Bob moves into other projects, and eventually leaves the company. He's replaced by Sean, an equally talented and motivated person as Bob, who later on receives the request to change the report. As the customer service manager focuses his daily meeting on the activities done in the next 24 hours, he needs to split the outstanding order volume by delivery date, so as not to waste time reviewing something that it's not an immediate concern.

Sean examines the report and without hesitation, changes Bob function so that it breaks totals by delivery date and adds them up at the end. Of course, the function is even slower and the report more so, but for Sean is the most logical way to complete the work since it involves the least amount of change and effort.
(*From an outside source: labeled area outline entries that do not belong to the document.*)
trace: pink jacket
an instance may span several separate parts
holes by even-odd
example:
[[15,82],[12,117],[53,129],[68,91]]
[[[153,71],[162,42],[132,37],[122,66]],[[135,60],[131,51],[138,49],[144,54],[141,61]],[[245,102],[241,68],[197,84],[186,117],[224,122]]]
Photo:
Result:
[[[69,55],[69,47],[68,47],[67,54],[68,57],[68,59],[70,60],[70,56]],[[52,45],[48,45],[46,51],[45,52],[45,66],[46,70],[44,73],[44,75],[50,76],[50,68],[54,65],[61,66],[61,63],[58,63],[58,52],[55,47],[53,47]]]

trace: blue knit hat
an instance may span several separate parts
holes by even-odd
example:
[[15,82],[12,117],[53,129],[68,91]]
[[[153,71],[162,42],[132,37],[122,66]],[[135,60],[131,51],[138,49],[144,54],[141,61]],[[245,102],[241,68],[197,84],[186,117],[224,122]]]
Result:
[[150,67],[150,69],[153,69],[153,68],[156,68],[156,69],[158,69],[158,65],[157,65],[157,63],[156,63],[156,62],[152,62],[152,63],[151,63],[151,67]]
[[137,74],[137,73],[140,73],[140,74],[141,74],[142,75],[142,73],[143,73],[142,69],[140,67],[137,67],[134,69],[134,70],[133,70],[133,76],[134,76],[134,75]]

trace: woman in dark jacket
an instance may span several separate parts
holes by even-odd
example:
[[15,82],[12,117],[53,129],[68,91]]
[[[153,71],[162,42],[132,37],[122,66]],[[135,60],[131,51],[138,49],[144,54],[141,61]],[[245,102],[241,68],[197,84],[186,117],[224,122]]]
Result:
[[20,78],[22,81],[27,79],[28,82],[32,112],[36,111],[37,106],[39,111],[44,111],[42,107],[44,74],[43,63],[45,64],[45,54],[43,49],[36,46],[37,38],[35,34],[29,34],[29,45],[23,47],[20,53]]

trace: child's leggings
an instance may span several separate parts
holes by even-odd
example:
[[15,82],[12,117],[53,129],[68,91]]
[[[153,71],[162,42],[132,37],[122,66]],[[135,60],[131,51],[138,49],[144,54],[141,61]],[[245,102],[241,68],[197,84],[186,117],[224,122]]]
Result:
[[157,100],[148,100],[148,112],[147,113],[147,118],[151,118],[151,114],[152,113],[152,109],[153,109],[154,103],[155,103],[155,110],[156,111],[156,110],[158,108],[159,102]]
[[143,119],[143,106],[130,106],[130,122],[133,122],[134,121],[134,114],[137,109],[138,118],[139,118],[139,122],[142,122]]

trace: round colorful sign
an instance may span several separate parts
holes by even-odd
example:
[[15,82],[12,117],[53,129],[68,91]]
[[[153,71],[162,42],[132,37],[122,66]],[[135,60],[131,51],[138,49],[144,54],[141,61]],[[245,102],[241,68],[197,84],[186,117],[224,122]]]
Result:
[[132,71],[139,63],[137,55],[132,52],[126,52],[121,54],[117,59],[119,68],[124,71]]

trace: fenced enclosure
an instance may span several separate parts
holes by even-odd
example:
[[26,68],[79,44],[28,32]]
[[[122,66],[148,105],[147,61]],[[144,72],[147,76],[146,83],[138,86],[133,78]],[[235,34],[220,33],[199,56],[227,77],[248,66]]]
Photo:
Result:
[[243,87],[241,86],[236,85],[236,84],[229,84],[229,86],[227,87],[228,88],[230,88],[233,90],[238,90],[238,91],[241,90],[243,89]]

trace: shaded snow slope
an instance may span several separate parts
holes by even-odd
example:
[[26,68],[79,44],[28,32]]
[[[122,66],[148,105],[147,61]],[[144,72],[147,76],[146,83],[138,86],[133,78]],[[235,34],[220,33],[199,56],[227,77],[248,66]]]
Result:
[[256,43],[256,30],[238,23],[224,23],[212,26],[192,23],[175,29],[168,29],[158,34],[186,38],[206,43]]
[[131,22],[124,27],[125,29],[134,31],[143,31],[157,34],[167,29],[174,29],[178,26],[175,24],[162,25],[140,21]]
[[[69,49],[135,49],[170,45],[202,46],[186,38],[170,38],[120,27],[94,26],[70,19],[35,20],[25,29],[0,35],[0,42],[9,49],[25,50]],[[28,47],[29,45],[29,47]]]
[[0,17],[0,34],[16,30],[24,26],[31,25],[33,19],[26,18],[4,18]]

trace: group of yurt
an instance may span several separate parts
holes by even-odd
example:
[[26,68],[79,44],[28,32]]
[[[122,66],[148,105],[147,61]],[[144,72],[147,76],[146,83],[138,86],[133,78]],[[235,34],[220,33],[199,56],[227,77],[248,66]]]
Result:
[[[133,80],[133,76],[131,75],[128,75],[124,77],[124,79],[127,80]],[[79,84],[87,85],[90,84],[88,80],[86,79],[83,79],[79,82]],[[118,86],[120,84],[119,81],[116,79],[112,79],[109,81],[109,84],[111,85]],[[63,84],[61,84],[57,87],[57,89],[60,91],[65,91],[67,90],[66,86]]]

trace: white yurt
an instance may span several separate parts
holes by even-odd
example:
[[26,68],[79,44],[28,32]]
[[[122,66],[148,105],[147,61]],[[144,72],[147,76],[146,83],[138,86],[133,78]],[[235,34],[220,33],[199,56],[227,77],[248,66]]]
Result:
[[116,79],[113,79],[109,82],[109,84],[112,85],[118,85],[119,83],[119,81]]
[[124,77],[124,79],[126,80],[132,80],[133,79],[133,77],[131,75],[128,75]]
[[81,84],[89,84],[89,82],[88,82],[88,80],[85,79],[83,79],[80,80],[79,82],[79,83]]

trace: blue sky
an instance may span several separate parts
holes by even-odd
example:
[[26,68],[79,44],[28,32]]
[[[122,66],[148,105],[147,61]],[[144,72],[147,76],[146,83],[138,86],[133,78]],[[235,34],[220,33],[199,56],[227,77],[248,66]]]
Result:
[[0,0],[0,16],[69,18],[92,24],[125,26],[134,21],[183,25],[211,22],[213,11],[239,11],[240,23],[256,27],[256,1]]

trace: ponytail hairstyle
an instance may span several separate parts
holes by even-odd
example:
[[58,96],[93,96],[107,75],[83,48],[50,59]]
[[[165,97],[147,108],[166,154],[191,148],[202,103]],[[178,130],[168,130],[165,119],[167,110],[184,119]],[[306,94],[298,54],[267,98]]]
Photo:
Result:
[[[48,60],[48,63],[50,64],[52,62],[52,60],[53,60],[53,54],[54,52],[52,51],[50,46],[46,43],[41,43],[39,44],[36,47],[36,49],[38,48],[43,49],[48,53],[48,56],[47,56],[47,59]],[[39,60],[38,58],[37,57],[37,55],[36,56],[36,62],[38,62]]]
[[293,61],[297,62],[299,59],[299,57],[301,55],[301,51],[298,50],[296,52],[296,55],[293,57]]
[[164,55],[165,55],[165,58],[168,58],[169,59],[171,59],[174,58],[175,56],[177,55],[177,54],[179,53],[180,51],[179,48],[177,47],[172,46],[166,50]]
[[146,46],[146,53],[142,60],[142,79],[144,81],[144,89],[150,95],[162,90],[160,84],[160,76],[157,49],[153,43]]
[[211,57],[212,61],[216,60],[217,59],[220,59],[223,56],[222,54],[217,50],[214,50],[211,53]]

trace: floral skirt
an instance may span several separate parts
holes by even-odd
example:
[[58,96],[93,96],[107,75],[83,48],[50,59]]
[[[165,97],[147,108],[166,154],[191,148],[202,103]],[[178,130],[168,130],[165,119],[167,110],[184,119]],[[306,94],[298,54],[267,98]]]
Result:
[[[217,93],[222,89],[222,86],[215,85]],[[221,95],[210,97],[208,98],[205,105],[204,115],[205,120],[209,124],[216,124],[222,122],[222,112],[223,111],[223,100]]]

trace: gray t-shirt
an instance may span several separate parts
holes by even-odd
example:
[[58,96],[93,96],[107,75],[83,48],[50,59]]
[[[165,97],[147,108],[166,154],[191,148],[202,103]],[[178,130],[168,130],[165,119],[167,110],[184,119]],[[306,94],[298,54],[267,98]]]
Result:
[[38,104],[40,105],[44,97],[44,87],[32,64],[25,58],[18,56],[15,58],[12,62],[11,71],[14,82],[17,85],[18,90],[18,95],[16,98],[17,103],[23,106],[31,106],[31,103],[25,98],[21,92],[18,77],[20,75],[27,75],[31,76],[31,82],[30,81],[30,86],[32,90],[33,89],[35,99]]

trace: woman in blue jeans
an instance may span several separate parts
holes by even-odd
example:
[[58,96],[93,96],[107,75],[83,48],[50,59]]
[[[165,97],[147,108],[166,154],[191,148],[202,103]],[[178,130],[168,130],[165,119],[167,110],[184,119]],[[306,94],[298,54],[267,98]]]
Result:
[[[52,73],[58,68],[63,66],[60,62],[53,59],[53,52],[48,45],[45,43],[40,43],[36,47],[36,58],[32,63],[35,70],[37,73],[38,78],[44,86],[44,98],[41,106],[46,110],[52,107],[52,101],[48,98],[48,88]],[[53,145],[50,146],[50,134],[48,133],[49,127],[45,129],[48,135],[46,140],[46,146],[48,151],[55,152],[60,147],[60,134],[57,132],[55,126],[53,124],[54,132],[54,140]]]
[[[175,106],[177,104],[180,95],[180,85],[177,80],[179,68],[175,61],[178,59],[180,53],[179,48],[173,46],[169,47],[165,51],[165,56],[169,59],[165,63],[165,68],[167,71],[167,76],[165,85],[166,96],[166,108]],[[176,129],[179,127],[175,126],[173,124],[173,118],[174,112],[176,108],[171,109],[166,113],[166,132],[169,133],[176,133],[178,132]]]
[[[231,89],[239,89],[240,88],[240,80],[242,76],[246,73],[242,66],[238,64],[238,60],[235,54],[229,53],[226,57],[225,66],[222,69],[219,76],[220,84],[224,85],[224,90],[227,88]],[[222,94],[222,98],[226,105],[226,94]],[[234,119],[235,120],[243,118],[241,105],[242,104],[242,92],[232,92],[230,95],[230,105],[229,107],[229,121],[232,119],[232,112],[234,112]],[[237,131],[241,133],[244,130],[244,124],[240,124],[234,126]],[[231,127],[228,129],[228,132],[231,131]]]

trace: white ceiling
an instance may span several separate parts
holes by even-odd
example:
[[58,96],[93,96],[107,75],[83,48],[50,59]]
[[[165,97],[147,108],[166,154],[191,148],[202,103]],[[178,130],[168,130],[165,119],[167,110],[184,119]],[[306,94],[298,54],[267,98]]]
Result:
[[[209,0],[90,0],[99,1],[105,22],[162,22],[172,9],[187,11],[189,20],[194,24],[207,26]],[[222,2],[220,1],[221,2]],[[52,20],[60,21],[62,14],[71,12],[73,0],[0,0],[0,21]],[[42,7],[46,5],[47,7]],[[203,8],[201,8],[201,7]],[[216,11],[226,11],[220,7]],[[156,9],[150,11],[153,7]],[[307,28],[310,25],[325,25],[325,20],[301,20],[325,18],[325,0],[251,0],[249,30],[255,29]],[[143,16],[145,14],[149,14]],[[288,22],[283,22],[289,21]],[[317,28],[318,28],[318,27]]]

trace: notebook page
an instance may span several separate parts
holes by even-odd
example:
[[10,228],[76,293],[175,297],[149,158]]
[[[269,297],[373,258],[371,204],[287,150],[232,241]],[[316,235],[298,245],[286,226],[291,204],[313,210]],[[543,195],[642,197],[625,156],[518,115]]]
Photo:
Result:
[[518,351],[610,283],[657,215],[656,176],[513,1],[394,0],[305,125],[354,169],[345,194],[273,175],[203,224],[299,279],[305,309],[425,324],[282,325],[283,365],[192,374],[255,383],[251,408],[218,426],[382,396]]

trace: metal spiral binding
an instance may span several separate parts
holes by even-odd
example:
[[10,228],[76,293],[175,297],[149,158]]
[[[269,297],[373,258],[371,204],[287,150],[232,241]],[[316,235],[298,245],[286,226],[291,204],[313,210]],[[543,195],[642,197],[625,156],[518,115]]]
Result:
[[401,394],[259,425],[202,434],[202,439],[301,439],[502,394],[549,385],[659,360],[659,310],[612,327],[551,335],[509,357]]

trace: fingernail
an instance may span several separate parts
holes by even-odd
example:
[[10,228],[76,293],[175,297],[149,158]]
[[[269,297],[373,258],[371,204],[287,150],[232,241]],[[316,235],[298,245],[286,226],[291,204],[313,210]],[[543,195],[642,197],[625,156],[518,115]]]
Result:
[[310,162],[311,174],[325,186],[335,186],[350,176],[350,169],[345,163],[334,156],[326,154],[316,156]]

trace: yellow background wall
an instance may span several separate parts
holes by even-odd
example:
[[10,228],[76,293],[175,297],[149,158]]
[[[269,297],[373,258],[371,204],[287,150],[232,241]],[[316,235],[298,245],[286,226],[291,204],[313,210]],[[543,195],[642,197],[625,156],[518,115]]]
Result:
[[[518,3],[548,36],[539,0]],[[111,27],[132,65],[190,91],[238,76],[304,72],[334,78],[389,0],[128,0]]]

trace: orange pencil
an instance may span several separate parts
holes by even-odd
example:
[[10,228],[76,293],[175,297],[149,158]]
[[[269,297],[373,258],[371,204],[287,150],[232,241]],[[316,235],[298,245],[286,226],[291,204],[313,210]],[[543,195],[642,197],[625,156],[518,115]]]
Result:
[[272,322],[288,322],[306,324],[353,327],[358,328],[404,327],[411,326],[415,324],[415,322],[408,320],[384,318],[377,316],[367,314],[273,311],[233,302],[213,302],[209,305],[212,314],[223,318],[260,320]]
Also, the report is giving 24 more times information, so it's reasonable that it takes more time. Oh, besides that the report is run overnight, so performance should not be too big of a concern...

Sean's change is tested, moved to live and all is good... well, not. Now all the data entry team is screaming because they cannot enter orders. The system has become inexplicably slow and it takes ages to do now what in the past was acceptable, if not exactly snappy. Of course, the explanation is that the same program logic is being used for two very different contexts (night batch report and live data entry) with very different requirements. Each time the program is changed it makes perfect sense in that concrete context, yet the cumulative changes lead to a problem.

I've noticed this pattern a lot of times happening in the real world (in fact, this story is true except for the person's names) The problem would have been avoided if close testing of the whole system were done, or if close inspection of code revealed its usage in multiple places, and possibly the conflicting uses of this.

Of course, had Sean or Bob been mentored, they would have included some comments or documentation somewhere. Had complete performance testing of the whole system been done the problem would have been detected. But who does that for a seemingly innocent change in some report output or for an information only label on a data entry screen?

The irony is that, when the problem is detected, poor Sean is blamed for its poor coding practices, while he had few choices in his way to proceed with the change. Had he created another procedure he would be seen as "copy & paste" programmer, not taking advantage of functionality already there and investing more time than necessary in the change. Had he said "look, it's very inefficient to loop over customers just trying to find one with outstanding orders, let's try to make this the other way as it will be more efficient" he would have been said that performance was not that important. Had he spotted the actual problem of reusing the code because it was used also in an interactive data screen, he would be said that he was not assigned to that part of the code.

The curse of the maintenance programmer


All of the above conspires against the maintenance developer. Regardless of their experience and skill level, they will be always caught in the middle of discussions. The IS side will argue about costs and resource limitations and the business side will argue about costs and deadlines.
Plus, an existing application forms part of a closely interweaved link of process, knowledge and business practices. It's not easy to justify any refactorings once an application is live, if only because the benefits are never apparent in the short term.

I've seen very talented developers despair when being assigned maintenance roles. Not because of the quality of the challenge or problem they have to face, as some systems can be more complex to maintain than to develop given the number of additions that have after its go live. No, the reason for their despair is that they have to deal with a codebase that is inherited from not only the original developers but also anybody else that has been it their chairs before. When they are asked to do anything with the code, and after overcoming the "complete rewrite syndrome", they may feel comfortable with it. However, when faced with change they are always compelled by management to take the shortest (read cheapest) route. As we know from the travelling salesman problem, this is not always the optimal solution.